O sorriso e a
pistola
Deus Nosso Senhor esconde as razões de nos ter criado como somos, mas nada
nos impede de fantasiar, e então, naquelas horas em que tudo parece sair ao
contrário do que desejamos, esquecemos a nossa pequenez e pomo-nos a criar o
mundo, tal como ele deveria ser se o Todo-Poderoso tivesse feito bem as coisas.
Por si só, semelhante ambição dá medida do pouco ou nada que valemos, mas
também ajuda a esquecer como é diminuta a bola em que Ele nos pôs, onde vamos
tratando da vidinha o melhor que se pode, fazendo o possível para esquecermos a
brevidade da nossa passagem. Brevidade aliás muito relativa, pois ocasiões há
em que tudo se arrasta de maneira que as horas parecem séculos.
Ocorre-me isto, porque desde há tempos tenho ideia que é um não parar de
babosices acerca do sossego e da harmonia da vida no campo, de como ao romper
do dia o chilreio da passarada descansa a alma, a serenidade que vem do sol a nascer.

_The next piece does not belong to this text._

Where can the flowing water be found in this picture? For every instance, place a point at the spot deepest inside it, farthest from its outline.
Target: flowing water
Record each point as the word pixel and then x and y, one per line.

Talvez assim seja na imaginação de quem num quinto andar tem por paisagem o
gaveto fronteiro, da natureza não conhece mais que os jardins, e do astro-rei só
dá conta quando ele já vai alto.
O caso é que eu e tantos outros, a viver em solidão, apertados entre montes,
aguentamos mal o desfiar
sobre as coisas pastoris e boas da vida da aldeia. Ele é o solzinho, o ar puro,
o ti Adélio que aos noventa ainda cava a horta, a Rosa que faz alheiras à moda
antiga, o forno onde a Laura e a irmã cozem pães de centeio, grandes como rodas
de carro.
Babam-se as
revistas com a "autenticidade" deste viver, pergunta a televisão a idosos
surdos se lhes agradaria a vida fora daqui; aparecem uns mirones citadinos a
fotografar isto, aquilo, acham "mesmo típicos" os casebres
arruinados, a fonte velha, as pedras do lagar, aquele castanheiro.
A aldeia? Ó
senhores, deixem-se de tretas, não nos venham acordar do sono a que nos
obrigamos para nos podermos aguentar uns aos outros. Dando-nos os bons-dias,
conversando à esquina sobre o tempo, a amêndoa e a carestia, enquanto esperamos
a carrinha do padeiro. Sorrindo e batendo nas costas do filho da p. que à noite
empurra o contentor do lixo para a nossa parede. Sorrindo ao filho da p. que
com ácido queimou as raízes do limoeiro do vizinho porque lhe ensombrava o
quintal. Sorrindo ao filho da p. que desvia a água da rega. Sorrindo. Sorrindo.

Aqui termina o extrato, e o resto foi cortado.